Adı batası nedir, Adı batası ne demek

Yerel Türkçe'deki anlamı:

Köstebek de denilen çıban, kemik veremi, sıraca.

Ölesice anlamında ilenç.

Adı batası ile ilgili Atasözü veya Deyim

adı batası (veya batasıca) : “yok olası” anlamında kullanılan bir ilenme sözü.

Adı batası tanımı, anlamı

Adı : Serseri, ahmak. Küçük çocuk. İnsan içine girmiyen, yabani. Acı anlatan ünlem. Ağıtı. Kabul edilebilir günlük değer. Kabul edilebilir günlük alım

Bata : Arapça kökenli battâl: Büyük, işe yaramaz (Erzincan Merkez). Bu yıl: Bâta yağış fazla oldu. Bu kere, bu kez: Bâta unumuz iyi üvündü.

Adı batasıca : İlenç. Müzmin yara. Oğlanlık da denilen ateşli bir çocuk hastalığı. Yılan. Akrep. Domuz. Ölesice anlamında ilenç.

Köstebek : Köstebekgillerden, toprak altında oyduğu yuvalarda yaşayan, gözleri hemen hiç görmeyen, derisinden kürk yapılmış olan küçük bir hayvan, sokur, yer sıçanı, kör sıçan (Talpa).

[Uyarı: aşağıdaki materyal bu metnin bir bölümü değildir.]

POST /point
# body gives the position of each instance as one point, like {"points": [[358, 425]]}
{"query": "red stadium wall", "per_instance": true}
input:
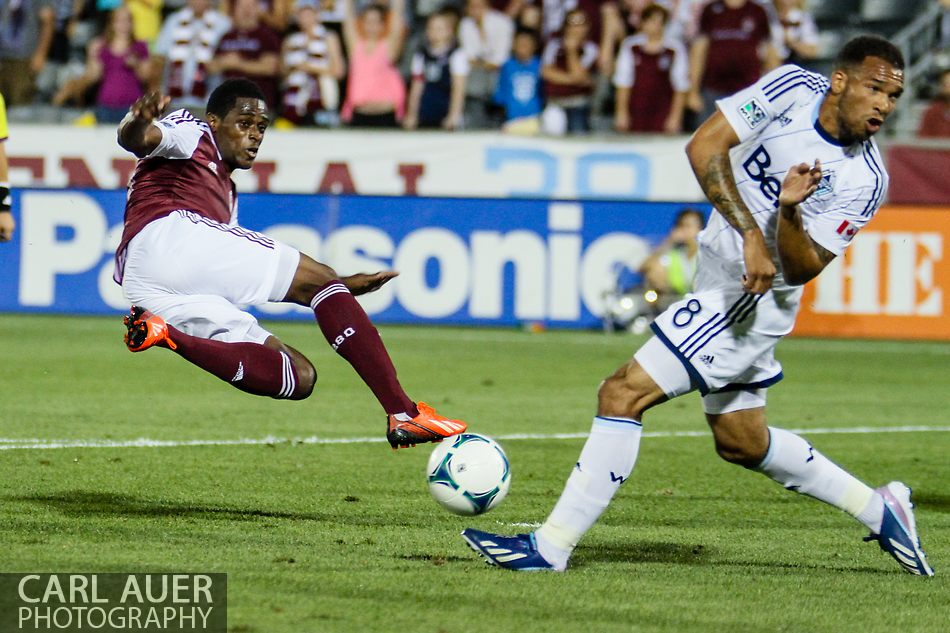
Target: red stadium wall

Bir iş yerinden, kurumdan özellikle gizli servisten bilgi sızdıran kimse.

Sıraca : Deride ve genellikle boyunda görülen, lenf düğümlerinin şişkinliğiyle beliren tüberküloz türü.

Anlam : Bir kelimeden, bir sözden, bir davranış veya olgudan anlaşılan şey, bunların hatırlattığı düşünce veya nesne, mana, meal, fehva, deme, mazmun, medlul, valör. Bir önermenin, bir tasarının, bir düşüncenin veya eserin anlatmak istediği şey.

 

Çıban : Vücudun herhangi bir yerinde oluşan ve çoğu, deride veya deri altında şişkinlik, kızartı, ağrı ve ateş ile kendini gösteren irin birikimi.

Verem : Herhangi bir organa ve en çok akciğerlere yerleşen Koch basilinin yol açtığı ateşli ve bulaşıcı bir hastalık, tüberküloz. Bu hastalığa tutulmuş, veremli.

Kemik : İnsanın ve omurgalı hayvanların çatısını oluşturan türlü biçimdeki sert organların genel adı. Bu sert organdan yapılmış.

İlenç : Beddua, kargış.

Çıba : Zayıf, ince ve küçük.

İlen : Leğen. İle. İli, beraber, birlikte, ... leyin; -le, -likle.

Kemi : Büyük, iri fare. Yerelması.

Sıra : Yan yana, art arda olan şey veya kimselerin tümü, dizi. Nöbet. Bu biçimdeki topluluğun durumu. Ardı, arkası, önü ve yanı kelimelerinden sonra gelerek tamlamalar kuran ve "ardından, arkasından, önünden, yanından, beraberinde" anlamlarında kullanılan bir söz. Düzen. Bir şeye ayrılan, uygun görülen veya rastlayan zaman. Dershane, meclis vb. yerlerde kullanılan ve oturup yazı yazacak biçimde yapılmış olan mobilya. Belirli bir düzene ve niteliğe göre dizilme durumu. Tahtadan oturak.

Vere : Bir kalenin veya tahkim edilmiş bir yerin teslimi.

Deni : Alçak, kötü, kişiliksiz (kimse).

De : Türk alfabesinin beşinci harfinin adı, okunuşu.

Diğer dillerde Adi ardıç anlamı nedir?